Diverses solutions peuvent être envisagées pour résoudre les problèmes succinctement exposés. Nous notons que, parmi les nombreux modèles mis au point dans ce domaine, les plus appropriés sont ceux qui, à partir d'un mécanisme concurrentiel ex ante, permettent de sélectionner le mandataire à partir de modalités spécifiques d'élaboration du contrat et de définition des rémunérations2. Les modèles de McAfee et McMillan (1986) et de Laffont et Tirole (1987) sont considérés comme les travaux les plus remarquables en matière (Balassone 1991, p. 662 ; Petretto 1992, p. 108).

Ces deux modèles aboutissent à des conclusions - parfois intuitives - qui peuvent être résumées en quelques points clés :

  • Dans le cas où les entreprises sont disposées à prendre complètement en charge le risque entrepreneurial et se présentent à l’appel d’offre en nombre élevé (modèle de la libre concurrence), l'acteur public a intérêt à proposer un contrat fixed price (c’est-à-dire un contrat à prix fixe et non modifiable) ;
  • Dans le cas où les risques de coûts imprévus ne sont pas totalement pris en charge par l’entreprise mandataire, le partage du risque sera plus favorable à celle-ci. Un nombre plus élevé d'entreprises se présenteront à l'appel d’offre, la concurrence qui s'exerce permettra donc l'abaissement de la prime de risque, et il s’ensuivra ainsi une baisse des coûts prévus. Il est évident qu'en appliquant des contrats qui ne sont pas à prix fixe, le principal devra affronter non seulement la part de surcoûts à sa charge mais gérer également le risque moral.
  • Le contrat du type "cost plus", qui garantit à l’entreprise le remboursement de tout surcoût, reste un contrat inefficient. Les entreprises concurrentes n’ont aucun intérêt à déclarer leurs vrais coûts, du moment que l’administration se déclare prête à couvrir toutes les dépenses non prévues par le contrat ; le problème d’antisélection se pose alors de manière évidente.

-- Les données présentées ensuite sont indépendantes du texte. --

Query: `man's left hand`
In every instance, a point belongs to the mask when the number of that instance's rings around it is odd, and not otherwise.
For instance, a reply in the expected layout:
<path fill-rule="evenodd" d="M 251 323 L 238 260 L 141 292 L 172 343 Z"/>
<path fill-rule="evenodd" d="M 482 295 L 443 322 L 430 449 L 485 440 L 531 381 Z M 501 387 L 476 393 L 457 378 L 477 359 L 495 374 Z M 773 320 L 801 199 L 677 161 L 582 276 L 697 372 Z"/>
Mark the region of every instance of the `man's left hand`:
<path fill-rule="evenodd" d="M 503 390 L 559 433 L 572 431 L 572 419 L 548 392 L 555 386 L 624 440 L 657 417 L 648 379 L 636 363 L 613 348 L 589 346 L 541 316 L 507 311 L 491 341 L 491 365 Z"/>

En conclusion, nous notons que la nouvelle microéconomie met surtout l’accent sur le problème de la répartition inégale de l’information et développe des modèles normatifs qui prétendent ainsi résoudre les problèmes liés au procurement, en acceptant la nature virtuelle - et donc risquée - de l’échange et les limites informationnelles liées au contexte dans lequel celui-ci advient.